“That’s kinda scary.”
He shrugged his bony shoulders. “I am lucky the school doesn’t know about it. They’d probably have me committed.”
“Good point. You’d be guilty of being weird.” I shuddered to think of the amount of time Frankie would have to spend with Ms. Simmons if she found out about his antique weapon collection.
He snorted. “Already guilty of that, I’m afraid. Which reminds me, I keep meaning to ask if you’ve read Under the Pyramids.”
“That’s the story Houdini wrote with H. P. Lovecraft, right? About vacationing in Egypt. I was actually considering analyzing it for my history class.”
Frankie laughed. “I’m not sure how historical it is considering Lovecraft added an army of half-animal mummies to the tale.”
“Nothing wrong with a few embellishments here and there. Some stories deserve to be larger than life. That’s how mythologies are born.”
I pointed to a crossbow with a skeleton of iron and wood. “Wow. Where did you get this?” A few specks of rust had crept onto the mounts, but the polished wood looked like it had been painstakingly cared for. “Early twentieth century?” I guessed.
He nodded. “Handmade in 1908 by a Portuguese craftsman. You can take it down, if you want. It’s not loaded.”
I slid the crossbow off the pegboard and ran my fingertips along the taut string.

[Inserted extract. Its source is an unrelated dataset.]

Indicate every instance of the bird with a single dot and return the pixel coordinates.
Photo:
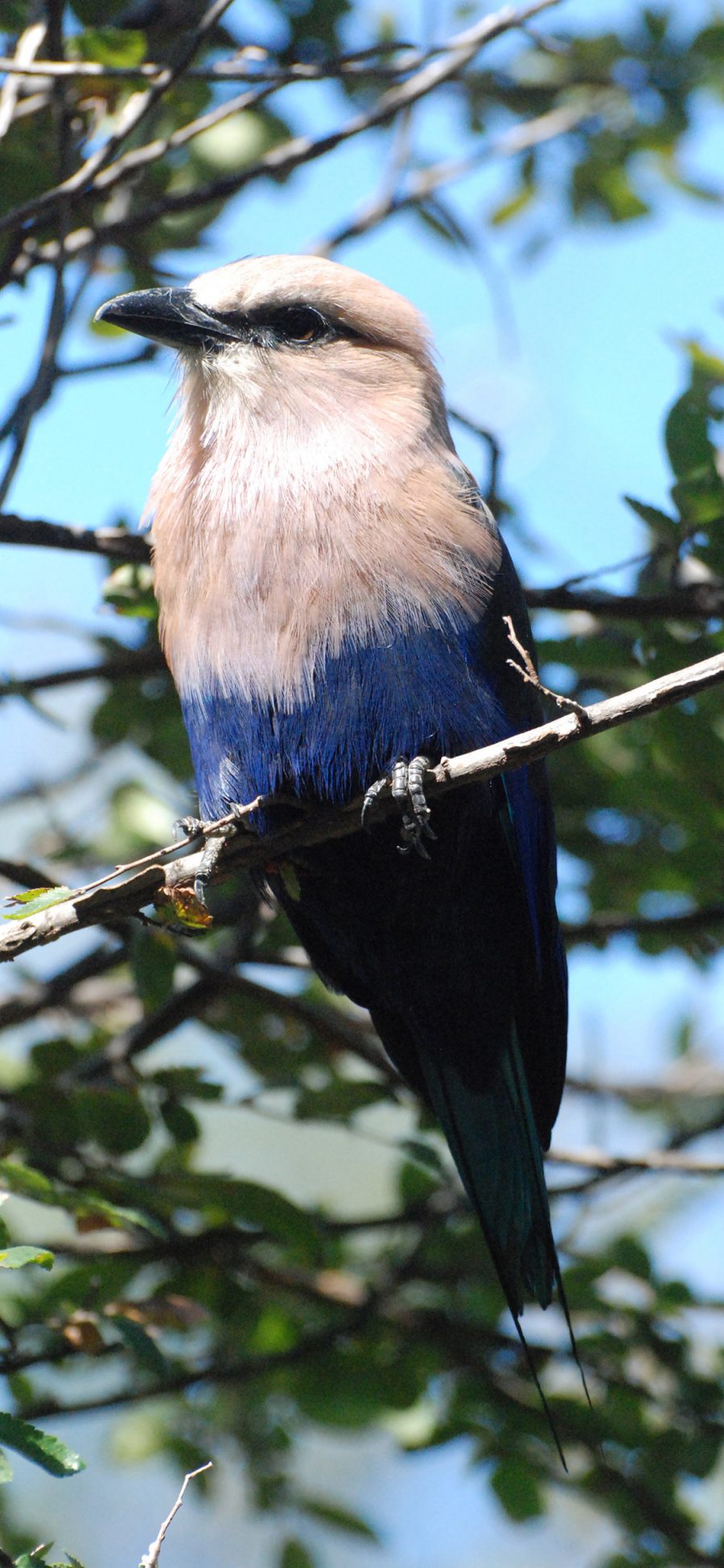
(335, 604)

“My uncle was a collector, too,” Frankie said. “He bought that in the Azores. That’s where a lot of these pieces came from. I inherited them.”
“Does a lot of your family still live there?”
He nodded. “My mom came here by herself when she was pregnant with my sisters. She lived with a friend of hers for a while before she got a job and could afford a place of her own.”
“Where’s your dad?”
“Still in the Azores. He stayed because my uncle was sick. He comes to visit once or twice a year. They’re still married, but sometimes I think they’re happier living apart.”
“Stella’s parents are like that. They separated when we were in middle school. It was hard for her at first, but I think she’s glad they got it over with and met other people they don’t fight with all the time.”
Frankie nodded again and gazed at his feet. A new topic seemed to be in order.
“So, do you think you’ll apply to Watson U?”
“Yeah, I guess. It’s a really good school.”
“You sound like you’re bursting at the seams with excitement.”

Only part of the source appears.